Jaguar Land Rover (JLR) priorisiert die reine Elektromobilität herunter und favorisiert stattdessen Plug-in-Hybride. Dieses Fazit ergibt sich aus Äußerungen von Firmenchef Adrian Mardell gegenüber Automotive News Europe bzw. der deutschen Schwesterpublikation Automobilwoche.
Bisher bietet die zum indischen Tata-Konzern gehörende Doppelmarke nur ein einziges batterieelektrisches Auto (BEV) an: den schon reichlich angejahrten Jaguar I-Pace. Letztes Jahr wurden davon in Deutschland gerade mal 200 Stück verkauft. Doch vor drei Jahren hatte JLR eine leuchtende Elektro-Zukunft angekündigt: Jaguar solle bis 2025 zur reichen Elektromarke werden, Land Rover werde sechs BEVs erhalten, hieß es damals.
Der Jaguar I-Pace startete Ende 2018, doch es kommt einem vor wie eine Ewigkeit ...
Seither wechselte der JLR-Chef, auf Thierry Bolloré folgte vor einem halben Jahr Adrian Mardell. Er senkt das Ziel von Land Rover nun von sechs auf vier BEV-Modelle bis 2026. Bis dahin sollen zudem zwei Jaguar-BEVs starten. Davon, dass Jaguar nächstes Jahr zur reinen Elektromarke werden soll, ist nicht mehr die Rede.
"Wir sind etwas langsamer, als wir vor drei Jahren gesagt haben", sagte Mardell bei einer Telefonkonferenz am 2. Februar. "Wir nehmen uns Zeit, um sicherzustellen, dass wir die besten Fahrzeuge, die wir je entwickelt haben, auf den Markt bringen."
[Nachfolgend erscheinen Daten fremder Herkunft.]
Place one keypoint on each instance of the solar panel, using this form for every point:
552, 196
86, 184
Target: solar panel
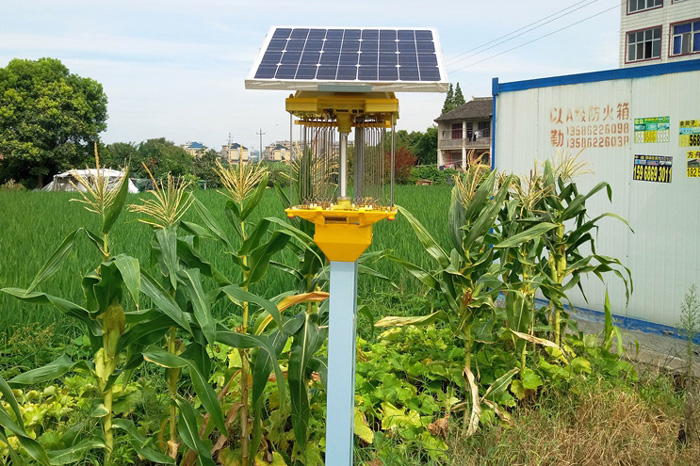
364, 59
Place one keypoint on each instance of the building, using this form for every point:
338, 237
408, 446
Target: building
194, 148
638, 129
234, 153
659, 31
465, 129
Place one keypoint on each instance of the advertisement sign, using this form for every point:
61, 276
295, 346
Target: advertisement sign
654, 168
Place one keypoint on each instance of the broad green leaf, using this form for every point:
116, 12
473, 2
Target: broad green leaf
169, 262
31, 446
241, 340
361, 429
396, 321
254, 238
527, 235
306, 342
163, 301
75, 452
252, 202
131, 275
428, 242
55, 261
140, 443
207, 395
189, 431
239, 295
50, 371
66, 307
200, 303
112, 213
213, 225
260, 257
500, 384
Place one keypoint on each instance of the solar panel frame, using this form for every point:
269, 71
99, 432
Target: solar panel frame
367, 59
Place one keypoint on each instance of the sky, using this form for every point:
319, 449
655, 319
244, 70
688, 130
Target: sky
176, 69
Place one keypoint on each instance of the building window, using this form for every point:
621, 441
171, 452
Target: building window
686, 38
484, 129
639, 5
644, 45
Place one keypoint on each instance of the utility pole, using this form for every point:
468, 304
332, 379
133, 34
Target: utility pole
261, 149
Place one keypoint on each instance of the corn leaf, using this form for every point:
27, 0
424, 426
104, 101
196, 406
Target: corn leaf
200, 303
111, 215
163, 301
207, 395
428, 242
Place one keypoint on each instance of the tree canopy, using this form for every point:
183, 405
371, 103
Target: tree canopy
49, 119
453, 99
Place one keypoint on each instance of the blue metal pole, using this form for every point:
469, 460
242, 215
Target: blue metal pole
340, 415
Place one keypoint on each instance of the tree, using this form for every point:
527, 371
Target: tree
49, 119
425, 147
458, 98
449, 100
162, 157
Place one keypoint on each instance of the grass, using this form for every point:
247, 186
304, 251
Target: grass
33, 224
596, 422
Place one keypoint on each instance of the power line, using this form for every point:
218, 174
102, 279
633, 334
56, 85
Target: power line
510, 36
537, 38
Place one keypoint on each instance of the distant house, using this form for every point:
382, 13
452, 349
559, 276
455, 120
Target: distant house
277, 152
194, 148
465, 129
234, 153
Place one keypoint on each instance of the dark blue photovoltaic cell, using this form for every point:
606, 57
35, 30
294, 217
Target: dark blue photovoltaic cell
310, 58
388, 59
348, 59
406, 35
347, 73
370, 34
350, 54
291, 58
306, 72
369, 45
326, 72
277, 45
317, 34
286, 72
329, 58
425, 46
427, 59
334, 34
367, 73
271, 58
266, 72
352, 34
424, 35
281, 33
369, 59
299, 33
388, 73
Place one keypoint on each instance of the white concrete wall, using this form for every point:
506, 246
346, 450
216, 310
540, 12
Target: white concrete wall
663, 253
673, 11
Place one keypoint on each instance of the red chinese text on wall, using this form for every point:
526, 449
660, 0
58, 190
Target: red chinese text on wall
590, 126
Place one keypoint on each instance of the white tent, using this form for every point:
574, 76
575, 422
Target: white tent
66, 181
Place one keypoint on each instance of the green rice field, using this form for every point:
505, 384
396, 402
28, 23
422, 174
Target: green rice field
33, 224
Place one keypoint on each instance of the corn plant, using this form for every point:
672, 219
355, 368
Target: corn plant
566, 245
465, 281
103, 317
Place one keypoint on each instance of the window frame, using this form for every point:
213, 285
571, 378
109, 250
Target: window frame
643, 9
627, 43
672, 37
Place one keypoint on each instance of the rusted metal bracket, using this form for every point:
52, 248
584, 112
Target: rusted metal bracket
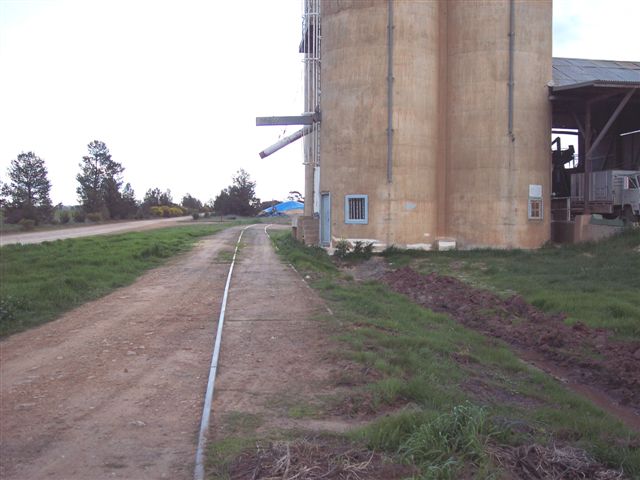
304, 119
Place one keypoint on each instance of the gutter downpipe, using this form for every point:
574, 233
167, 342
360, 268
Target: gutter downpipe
512, 35
390, 28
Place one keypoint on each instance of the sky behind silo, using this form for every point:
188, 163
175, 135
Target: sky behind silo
173, 87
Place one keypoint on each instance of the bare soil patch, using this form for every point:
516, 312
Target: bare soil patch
537, 462
583, 355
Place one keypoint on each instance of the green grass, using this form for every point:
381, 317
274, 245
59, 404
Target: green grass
41, 281
595, 283
427, 360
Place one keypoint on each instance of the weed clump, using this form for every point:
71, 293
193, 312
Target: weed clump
359, 250
451, 441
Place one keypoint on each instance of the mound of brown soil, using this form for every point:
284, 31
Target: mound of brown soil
588, 355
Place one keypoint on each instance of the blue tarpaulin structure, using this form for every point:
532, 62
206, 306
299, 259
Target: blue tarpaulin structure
284, 208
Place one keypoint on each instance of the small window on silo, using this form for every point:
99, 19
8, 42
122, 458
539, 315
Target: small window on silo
356, 209
535, 202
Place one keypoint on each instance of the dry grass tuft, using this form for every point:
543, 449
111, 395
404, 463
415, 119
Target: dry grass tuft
534, 462
314, 459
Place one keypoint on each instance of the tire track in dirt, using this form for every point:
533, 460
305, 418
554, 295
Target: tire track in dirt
114, 388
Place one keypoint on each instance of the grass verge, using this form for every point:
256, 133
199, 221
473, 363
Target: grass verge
596, 283
41, 281
438, 376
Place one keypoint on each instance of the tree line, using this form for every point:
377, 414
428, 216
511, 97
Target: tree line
103, 194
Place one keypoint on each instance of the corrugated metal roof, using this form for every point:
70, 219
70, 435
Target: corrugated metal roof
580, 71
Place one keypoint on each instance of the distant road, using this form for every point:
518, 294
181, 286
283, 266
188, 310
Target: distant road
75, 232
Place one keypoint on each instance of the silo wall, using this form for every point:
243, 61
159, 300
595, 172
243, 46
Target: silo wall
489, 171
354, 160
353, 102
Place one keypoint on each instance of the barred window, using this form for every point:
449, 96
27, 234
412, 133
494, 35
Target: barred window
356, 209
535, 209
535, 202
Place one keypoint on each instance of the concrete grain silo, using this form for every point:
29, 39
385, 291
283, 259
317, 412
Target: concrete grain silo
497, 147
435, 123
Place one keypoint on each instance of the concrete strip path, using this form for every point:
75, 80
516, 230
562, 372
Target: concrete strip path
277, 359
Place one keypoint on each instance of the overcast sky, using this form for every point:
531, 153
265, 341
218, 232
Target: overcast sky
173, 87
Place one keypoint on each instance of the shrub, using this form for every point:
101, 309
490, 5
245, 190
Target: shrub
156, 211
27, 224
79, 216
342, 249
175, 211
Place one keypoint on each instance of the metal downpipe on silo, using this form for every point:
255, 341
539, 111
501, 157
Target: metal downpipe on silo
512, 35
390, 93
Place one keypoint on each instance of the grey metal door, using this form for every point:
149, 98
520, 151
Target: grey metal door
325, 219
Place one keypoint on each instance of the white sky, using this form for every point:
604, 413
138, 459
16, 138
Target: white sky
173, 87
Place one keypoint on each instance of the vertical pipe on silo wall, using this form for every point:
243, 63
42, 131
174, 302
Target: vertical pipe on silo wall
488, 174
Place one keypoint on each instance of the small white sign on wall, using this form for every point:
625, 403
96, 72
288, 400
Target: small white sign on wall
535, 191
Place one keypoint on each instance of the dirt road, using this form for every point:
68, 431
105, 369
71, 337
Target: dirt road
63, 233
114, 389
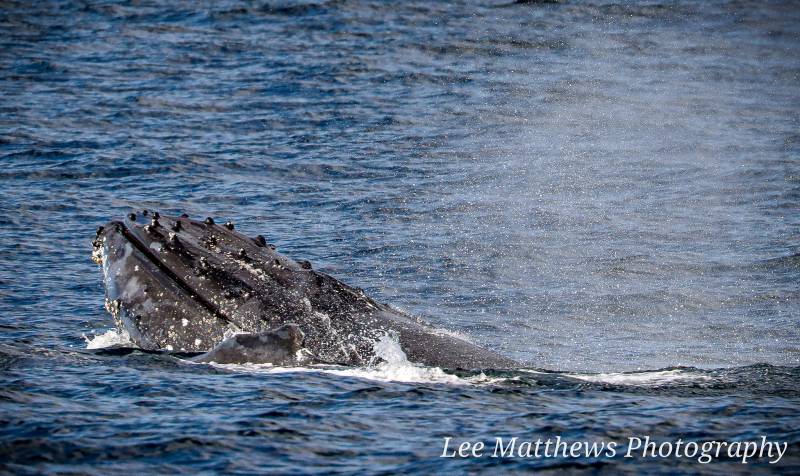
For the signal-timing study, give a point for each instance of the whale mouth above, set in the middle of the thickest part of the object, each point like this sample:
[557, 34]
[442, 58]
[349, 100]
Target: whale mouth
[148, 252]
[180, 284]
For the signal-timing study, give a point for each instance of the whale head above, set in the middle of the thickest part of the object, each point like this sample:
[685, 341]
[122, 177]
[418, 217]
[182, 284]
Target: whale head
[180, 284]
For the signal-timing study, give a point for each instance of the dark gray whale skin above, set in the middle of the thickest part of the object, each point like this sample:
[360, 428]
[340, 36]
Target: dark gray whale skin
[184, 285]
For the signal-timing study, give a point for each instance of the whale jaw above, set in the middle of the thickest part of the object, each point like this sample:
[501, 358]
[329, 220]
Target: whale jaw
[185, 285]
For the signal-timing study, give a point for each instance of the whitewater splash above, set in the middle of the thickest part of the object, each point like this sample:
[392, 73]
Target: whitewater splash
[390, 364]
[109, 338]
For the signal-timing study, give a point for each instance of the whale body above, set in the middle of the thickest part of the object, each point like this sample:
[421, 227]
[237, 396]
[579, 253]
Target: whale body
[184, 285]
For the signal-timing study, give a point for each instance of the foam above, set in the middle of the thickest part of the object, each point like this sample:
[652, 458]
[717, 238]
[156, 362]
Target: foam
[109, 338]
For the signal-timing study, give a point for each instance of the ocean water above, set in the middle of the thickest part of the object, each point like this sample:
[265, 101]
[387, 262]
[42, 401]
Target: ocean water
[606, 191]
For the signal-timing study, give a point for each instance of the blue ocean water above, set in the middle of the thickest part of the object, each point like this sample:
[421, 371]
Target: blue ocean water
[609, 191]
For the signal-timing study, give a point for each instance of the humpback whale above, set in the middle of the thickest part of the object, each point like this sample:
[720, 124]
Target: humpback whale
[197, 286]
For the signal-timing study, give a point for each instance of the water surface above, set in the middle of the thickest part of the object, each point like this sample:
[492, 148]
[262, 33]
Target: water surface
[589, 187]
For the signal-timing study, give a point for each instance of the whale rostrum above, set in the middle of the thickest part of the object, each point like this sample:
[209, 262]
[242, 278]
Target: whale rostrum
[186, 285]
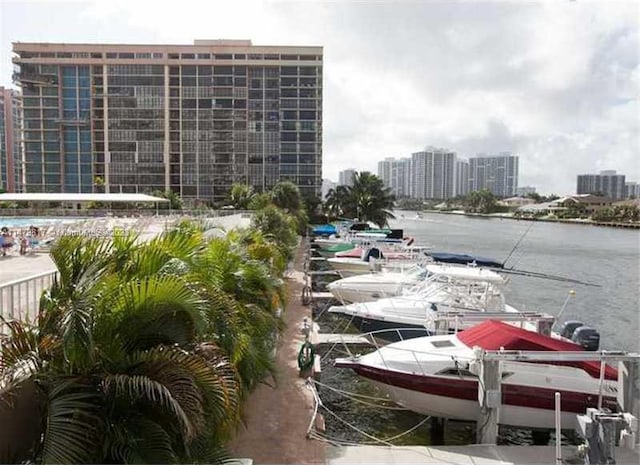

Vom Range Rover Electric zeigte der Hersteller im Dezember erste Teaserbilder
Zu den vier BEV-Modellen von Land Rover gehört auf jeden Fall der elektrische Range Rover. Der Wagen hat ein 800-Volt-System und basiert auf der Modularen Längsarchitektur MLA, die auch die Verbrennerversionen trägt. Als erster Stromer der SUV-Marke soll er dieses Jahr auf den Markt kommen. Bestellen kann man den Neuling noch nicht, aber die Warteliste wurde im Dezember geöffnet, und seither haben sich bereits 16.000 Personen eingetragen, die sich für das Auto interessieren.
Ebenfalls auf der Plattform MLA basieren wird der elektrische Range Rover Sport, den JLR im Jahr 2023 ankündigte. Dann folgen kleinere Modelle auf Basis der elektrifizierten modularen Architektur (EMA). Dabei dürfte es sich nach dem Bericht um einen elektrischen Nachfolger des Range Rover Evoque und des Range Rover Velar handeln. Das wären dann die vier angekündigten BEVs. Ein Elektro-Defender könnte nach 2026 folgen.
Der aktuelle Velar dürfte 2025 eine Elektroversion erhalten
Jaguar will 2025 einen elektrischen Gran Turismo auf den Markt bringen, das auf einer separaten Jaguar Electrified Architecture (JEA) basiert, so der Bericht. Mit Preisen jenseits von 100.000 Euro soll dieser Viertürer gegen den Porsche Taycan antreten. Zu dem zweiten Jaguar-BEV ist noch nichts bekannt.
Zum genauen Startdatum der insgesamt sechs Elektrofahrzeuge sagte Mardell, die beiden EMA-Fahrzeuge würden zwölf Monate nach den teureren MLA-Range-Rovern auf den Markt kommen, die Jaguar-Modelle erst danach.
Generell will sich JLR aber nun stärker auf Plug-in-Hybride (PHEVs) konzentrieren und begründet das mit der Nachfrage: Bei anderen Herstellern könne man beobachten, dass die Einführung der BEVs "ein wenig ins Stottern gerät", so Mardell. Der Absatz von PHEVs von JLR aber stieg 2023 um 68 Prozent. Die hohe Akzeptanz für PHEV sei eine Überraschung gewesen. So wolle man nun mehr PHEVs bringen. Auch Ford will sich wegen der schwächelnden BEV-Nachfrage mehr auf Hybride konzentrieren, hieß es kürzlich.
Unter dem Strich
Die Elektro-Euphorie der Hersteller scheint sich gelegt zu haben. Inzwischen erscheinen Hybride und Plug-in-Hybride vielen wieder als attraktive Zwischenlösung. Doch PHEVs werden selten elektrisch bewegt, weswegen ihre niedrige Dienstwagen-Besteuerung eigentlich ein Unding ist. Außerdem fahren sie im Elektromodus deutlich ineffizienter als reine Elektroautos, wie uns kürzlich ein Porsche-Ingenieur sagte.